Coronary artery disease remains a significant global health issue and is a leading cause of mortality. Dual antiplatelet therapy, including clopidogrel, is essential for preventing stent thrombosis after coronary artery stenting. This study assessed the comparative efficacy and safety of generic versus brand-name clopidogrel in a large Taiwanese cohort. A retrospective cohort study was conducted using the National Health Insurance database, identifying patients who underwent coronary stenting and received either generic or brand-name clopidogrel between January 1, 2008, and December 31, 2021. Propensity score matching was employed to balance baseline characteristics. The primary efficacy outcome was a composite of myocardial infarction, ischemic stroke, or cardiovascular death over a two-year follow-up. The primary safety outcome was major bleeding requiring hospitalization. A total of 211,509 patients were included, of which 2686 received generic clopidogrel and 208,823 received brand-name clopidogrel. After matching, 2686 patients from each group were analyzed.
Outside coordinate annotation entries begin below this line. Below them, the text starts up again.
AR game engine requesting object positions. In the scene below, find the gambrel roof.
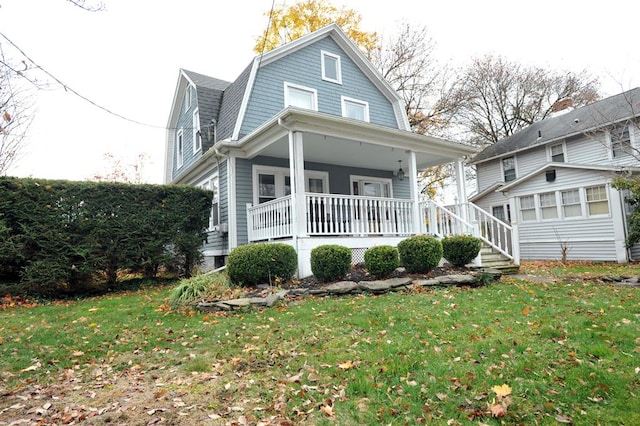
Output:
[470,87,640,164]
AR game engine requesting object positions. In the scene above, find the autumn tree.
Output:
[446,56,600,146]
[254,0,378,53]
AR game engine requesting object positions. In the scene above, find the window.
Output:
[549,143,564,163]
[176,129,184,169]
[560,189,582,217]
[284,83,318,111]
[351,176,393,198]
[520,195,537,221]
[182,85,192,111]
[540,192,558,219]
[253,166,329,204]
[587,185,609,216]
[192,108,202,154]
[342,96,369,122]
[322,51,342,84]
[502,157,516,182]
[199,176,220,231]
[609,124,631,158]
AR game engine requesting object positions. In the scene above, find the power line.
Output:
[0,32,165,129]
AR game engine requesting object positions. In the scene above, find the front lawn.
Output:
[0,265,640,425]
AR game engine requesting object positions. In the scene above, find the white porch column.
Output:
[289,131,307,236]
[456,158,469,222]
[408,151,421,234]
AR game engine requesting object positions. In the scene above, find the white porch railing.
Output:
[305,194,415,235]
[247,195,293,241]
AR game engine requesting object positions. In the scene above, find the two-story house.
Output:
[164,24,477,276]
[470,88,640,262]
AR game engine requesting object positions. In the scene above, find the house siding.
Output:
[239,37,399,138]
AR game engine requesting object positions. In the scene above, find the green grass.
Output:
[0,266,640,425]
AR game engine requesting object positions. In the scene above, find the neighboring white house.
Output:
[470,88,640,262]
[164,24,477,276]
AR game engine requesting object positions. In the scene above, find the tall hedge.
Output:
[0,177,212,293]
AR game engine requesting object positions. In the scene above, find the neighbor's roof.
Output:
[470,87,640,164]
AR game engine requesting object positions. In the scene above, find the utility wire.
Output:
[0,32,165,129]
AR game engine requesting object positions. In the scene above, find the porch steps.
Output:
[480,245,520,274]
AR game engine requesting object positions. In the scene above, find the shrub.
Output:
[311,244,351,282]
[442,235,482,266]
[398,235,442,273]
[227,243,298,286]
[364,246,399,277]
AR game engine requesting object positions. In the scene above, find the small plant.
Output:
[364,246,400,277]
[442,235,482,266]
[227,243,298,286]
[398,235,442,273]
[311,244,351,282]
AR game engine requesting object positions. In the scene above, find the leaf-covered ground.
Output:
[0,263,640,425]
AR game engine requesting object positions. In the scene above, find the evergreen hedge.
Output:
[0,177,212,294]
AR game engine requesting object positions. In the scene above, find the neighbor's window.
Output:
[609,124,631,158]
[520,195,536,221]
[502,157,516,182]
[560,189,582,217]
[342,96,369,122]
[587,185,609,216]
[192,108,202,154]
[284,83,318,111]
[322,51,342,84]
[540,192,558,219]
[176,129,184,169]
[549,143,564,163]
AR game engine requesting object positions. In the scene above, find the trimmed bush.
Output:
[364,246,400,278]
[442,235,482,266]
[311,244,351,282]
[398,235,442,273]
[227,243,298,286]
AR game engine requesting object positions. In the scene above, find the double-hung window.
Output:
[284,83,318,111]
[586,185,609,216]
[502,157,516,182]
[609,124,632,158]
[321,50,342,84]
[342,96,369,122]
[540,192,558,219]
[176,129,184,169]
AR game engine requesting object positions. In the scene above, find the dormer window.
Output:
[342,96,369,122]
[322,51,342,84]
[284,83,318,111]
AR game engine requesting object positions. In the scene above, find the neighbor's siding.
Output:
[239,37,399,138]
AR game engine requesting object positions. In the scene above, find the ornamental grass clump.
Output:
[311,244,351,282]
[442,235,482,266]
[364,245,400,278]
[398,235,442,273]
[227,243,298,287]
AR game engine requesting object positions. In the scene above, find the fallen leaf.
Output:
[491,383,511,398]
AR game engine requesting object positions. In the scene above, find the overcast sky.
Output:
[0,0,640,183]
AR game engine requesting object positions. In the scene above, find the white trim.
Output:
[175,127,184,170]
[320,50,342,84]
[191,108,202,154]
[251,164,330,206]
[284,81,318,111]
[340,96,369,123]
[349,175,393,198]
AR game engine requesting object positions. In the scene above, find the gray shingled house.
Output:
[164,25,490,276]
[470,88,640,262]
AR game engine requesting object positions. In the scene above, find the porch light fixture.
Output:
[398,160,404,180]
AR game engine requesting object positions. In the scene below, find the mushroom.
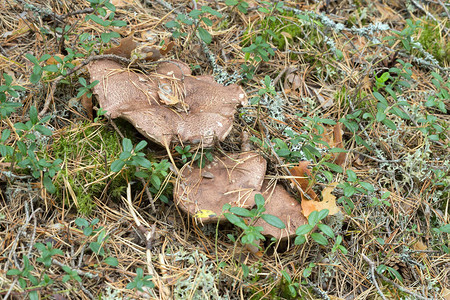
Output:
[174,152,267,224]
[88,60,247,147]
[255,180,308,239]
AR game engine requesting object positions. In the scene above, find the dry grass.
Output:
[0,0,450,299]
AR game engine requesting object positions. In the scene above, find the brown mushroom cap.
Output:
[255,180,308,239]
[88,60,247,147]
[174,152,267,223]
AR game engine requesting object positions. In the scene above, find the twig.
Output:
[107,116,156,212]
[361,253,431,300]
[349,149,402,163]
[39,54,132,117]
[3,277,17,300]
[411,0,448,33]
[52,258,100,279]
[361,253,387,300]
[376,272,432,300]
[260,120,313,200]
[306,278,330,300]
[122,183,170,296]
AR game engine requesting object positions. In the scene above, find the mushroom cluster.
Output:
[88,60,307,239]
[88,60,247,147]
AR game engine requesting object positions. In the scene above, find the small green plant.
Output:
[0,106,62,193]
[85,0,127,43]
[166,5,222,44]
[294,209,335,246]
[225,0,248,14]
[77,77,99,98]
[385,19,421,52]
[223,194,286,246]
[281,270,300,297]
[75,218,119,267]
[62,266,82,283]
[6,256,39,300]
[376,265,403,282]
[242,36,275,62]
[111,138,152,173]
[127,268,155,292]
[34,243,64,268]
[175,145,192,164]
The hazard ratio for the primary efficacy outcome was 0.92 (95% confidence interval: 0.78–1.10), indicating no significant difference between the two groups. The subdistribution hazard ratio for the primary safety outcome was 1.06 (95% confidence interval: 0.84–1.33), suggesting no significant difference in bleeding risk. Subgroup analyses showed consistent results across various patient demographics and clinical conditions. In conclusion, among patients undergoing coronary stenting, the risks of ischemic and bleeding events were comparable between those receiving generic and brand-name clopidogrel.